In vielen Werken gebe es Zeilen, die schlichtweg unverständlich seien, Rechtschreibung sei Luxus gewesen, den Shakespeare nicht anstrebte. Dafür übernahm er ohne Hemmungen Stoff und Textpassagen von anderen Autoren. „Natürlich hat Shakespeare von Anderen gestohlen“, titelt der „Independent“ unlängst, „schließlich war er ein Genie.“

Vor allem aber: Der Mann aus dem kleinen Stratford, der nie eine Universität besuchte, schenkte der englischen Sprache reihenweise Worte, die bis heute überdauern: Antipathie, kritisch, frugal, Mordanschlag. Über 300 solcher Ausdrücke soll er aus der Taufe gehoben haben. „Was wären wir ohne ihn?“, schwärmen seine Fans.

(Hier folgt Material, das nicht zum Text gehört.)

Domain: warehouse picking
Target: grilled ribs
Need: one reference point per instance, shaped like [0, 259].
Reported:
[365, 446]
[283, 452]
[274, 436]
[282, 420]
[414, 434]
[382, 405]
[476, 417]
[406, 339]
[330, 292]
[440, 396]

Stephen Rogers, 43 Jahre alt, Engländer und Englischlehrer an der Europäischen Schule Frankfurt, ist ein Shakespeare-Fan. Als er selbst Pennäler war, hat er zuerst den „Kaufmann von Venedig“ gelesen („mit dem vermeintlichen Antisemitismus“), dann „Macbeth“. Der Lehrer damals sei klasse gewesen, das Stück eine Offenbarung. „Wir mussten in der Klasse nach vorne kommen und so tun, als würden wir uns das Blut von den Händen waschen.“

„Was der Lehrer gesagt hat, war nicht immer politisch korrekt. "Passt auf die Frauen auf, Frauen können gefährlich sein."“ Solche Sprüche gingen natürlich heute gar nicht mehr, meint Rogers im Rückblick. Aber das sei eben Shakespeare, das pralle Leben, die dunklen Seiten. Geheimnisse, die niemand sehen durfte, kommen auf die Bühne.

Jetzt sei er dabei, den Söhnen und Töchtern der EZB-Banker den seit 400 Jahren toten Dichter näher zu bringen, sagt der Englischlehrer Rogers. „Das ist nicht leicht, aber es geht schon.“ Er setze auf Rollenspiele.“ Ob die Pennäler die Inhaltsangaben der Dramen googeln?